Jake Wood-Evans, “Long after the birth of Venus”, 2020, oil on linen, 172 x 278 cm, Pulpo Gallery, Murnau am Staffelsee, Bavière

 

Bon, là encore, ce n’est pas extraordinaire. Décidément, qui peut se mesurer à Sandro Botticelli, au XXIe siècle ? Nessuno.

Dans le texte de Communication du MATR, on peut lire que la Vénus botticellienne est un « paradigme esthétique » (‘paradigmi estetici’)  et que le spectacle (‘mostra’) donne à voir une “Venere è bianca, nera, grassa, magra, transgender, eterea o popolare, quasi sacra e mondana”, donc une « Vénus qui est blanche, noire, grasse, maigre, transgenre, éthérée ou populaire, quasi sacrée et mondaine ». Là encore, on notera l’usage aberrant de la notion de « paradigme », qui n’a rien à faire dans ce contexte, car les artistes ne produisent pas de paradigme, je l’ai déjà écrit ailleurs (notamment ici). Ceci dit, voici qu’il s’agit de montrer une déclinaison de la Vénus botticellienne comme on vient de le lire. Mais on peut se demander comment un tel programme peut venir dans la tête de personnes qui, apparemment, aiment l’art.

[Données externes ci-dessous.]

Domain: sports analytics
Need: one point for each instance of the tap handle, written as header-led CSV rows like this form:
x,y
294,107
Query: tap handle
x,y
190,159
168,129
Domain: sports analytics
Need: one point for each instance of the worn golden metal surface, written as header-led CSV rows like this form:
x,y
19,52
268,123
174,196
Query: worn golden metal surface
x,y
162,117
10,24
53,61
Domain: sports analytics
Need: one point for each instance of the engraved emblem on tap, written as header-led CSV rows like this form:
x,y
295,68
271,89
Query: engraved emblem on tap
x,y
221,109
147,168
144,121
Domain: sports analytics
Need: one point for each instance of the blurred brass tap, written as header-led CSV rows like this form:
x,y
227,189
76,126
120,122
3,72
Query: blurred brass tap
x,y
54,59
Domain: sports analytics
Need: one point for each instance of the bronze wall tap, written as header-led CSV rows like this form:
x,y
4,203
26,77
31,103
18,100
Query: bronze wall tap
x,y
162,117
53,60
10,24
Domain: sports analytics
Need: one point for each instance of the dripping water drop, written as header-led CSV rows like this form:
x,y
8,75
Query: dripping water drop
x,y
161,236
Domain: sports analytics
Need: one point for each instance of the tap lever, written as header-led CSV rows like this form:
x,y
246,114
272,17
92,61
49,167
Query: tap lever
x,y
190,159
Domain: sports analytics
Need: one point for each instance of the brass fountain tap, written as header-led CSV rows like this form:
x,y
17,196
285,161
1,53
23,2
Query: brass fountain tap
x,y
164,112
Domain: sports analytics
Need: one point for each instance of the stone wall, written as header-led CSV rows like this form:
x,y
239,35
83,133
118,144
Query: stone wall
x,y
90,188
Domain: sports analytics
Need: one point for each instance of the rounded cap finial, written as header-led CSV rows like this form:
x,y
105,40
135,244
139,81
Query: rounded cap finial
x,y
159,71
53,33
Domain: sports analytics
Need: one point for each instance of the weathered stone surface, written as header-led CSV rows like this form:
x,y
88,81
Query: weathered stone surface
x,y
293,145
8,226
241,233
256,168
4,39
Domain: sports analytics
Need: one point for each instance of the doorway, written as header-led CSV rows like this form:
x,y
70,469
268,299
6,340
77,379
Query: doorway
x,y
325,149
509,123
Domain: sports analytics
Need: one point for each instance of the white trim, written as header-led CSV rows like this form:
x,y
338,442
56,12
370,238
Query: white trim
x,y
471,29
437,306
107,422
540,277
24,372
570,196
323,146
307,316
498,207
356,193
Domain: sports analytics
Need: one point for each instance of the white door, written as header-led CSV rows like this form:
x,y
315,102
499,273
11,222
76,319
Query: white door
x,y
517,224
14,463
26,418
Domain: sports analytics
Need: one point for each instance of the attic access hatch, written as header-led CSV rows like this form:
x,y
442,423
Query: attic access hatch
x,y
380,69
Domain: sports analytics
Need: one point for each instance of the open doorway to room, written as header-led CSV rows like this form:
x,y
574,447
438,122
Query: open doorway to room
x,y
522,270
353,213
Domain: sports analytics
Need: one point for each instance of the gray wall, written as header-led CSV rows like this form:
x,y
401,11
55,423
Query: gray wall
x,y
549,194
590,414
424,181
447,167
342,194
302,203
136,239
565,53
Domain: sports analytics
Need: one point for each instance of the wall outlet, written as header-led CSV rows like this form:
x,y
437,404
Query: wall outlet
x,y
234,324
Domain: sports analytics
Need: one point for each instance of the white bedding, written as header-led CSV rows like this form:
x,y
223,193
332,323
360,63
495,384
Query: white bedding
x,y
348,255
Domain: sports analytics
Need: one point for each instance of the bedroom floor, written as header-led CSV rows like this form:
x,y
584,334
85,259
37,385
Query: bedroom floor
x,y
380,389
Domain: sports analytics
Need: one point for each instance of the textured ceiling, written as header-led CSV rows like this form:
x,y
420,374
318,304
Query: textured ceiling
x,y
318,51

Car oui, à vrai dire, de quoi s’agit-il, en dernier ressort, si ce n’est de tenter de profaner une œuvre du passé en en proposant des versions médiocres ou obscènes ?

Étymol. et Hist.1342 prophaner «violer la sainteté des choses sacrées» (Renart le Contrefait, éd. G. Raynaud et H. Lemaître); 1538 (Est., s.v. profanusProfaner. Se servir en communs usages des choses consacrées). Empr. au lat. profanare « rendre à l’usage profane (une chose, une personne qui a été auparavant consacrée)» et « souiller ». 
 
Sgarbi et Schmidt ont-ils cherché à profaner la Nascita di Venere ? Mircea Eliade écrit que « le “profane” n’est qu’une nouvelle manifestation de la même structure constitutive de l’homme qui, auparavant, se manifestait par des expressions “sacrées”.» On peut en douter, même si on espérerait qu’Eliade a raison. Car, par définition, le profane, c’est justement ce qui n’est pas sacré. Est aussi profane celui qui se comporte en impie, autrement dit, qui ne croit pas, qui ne croit en rien ; donc un nihiliste. Si le tableau de Botticelli est sacré, alors comment y opposer une ou des œuvres profanes : pro « devant », fanum « lieu consacré » ? Si le tableau de Botticelli est sacré, ne peut-on y opposer des propositions artistiques plus dignes ? N’y avait-il pas moyen de trouver des artistes contemporains capables de produire des œuvres — soyons audacieux —, plus profondes ? Il est bien évident que si. Alors pourquoi ces choix ? Pourquoi à cet endroit ? On se dira qu’il y a des choses bien plus graves dans le monde, oui, bien entendu. Cependant, comme je l’indiquais dans la première partie (ici), dans une période de nihilisme où les valeurs sont retournées comme autant de peintures infamantes, il n’est pas obligatoire de danser gaiement sur ce que l’on nous propose de ruiner.
 
Ref : Mircea Eliade, Le sacré et le profane, folio.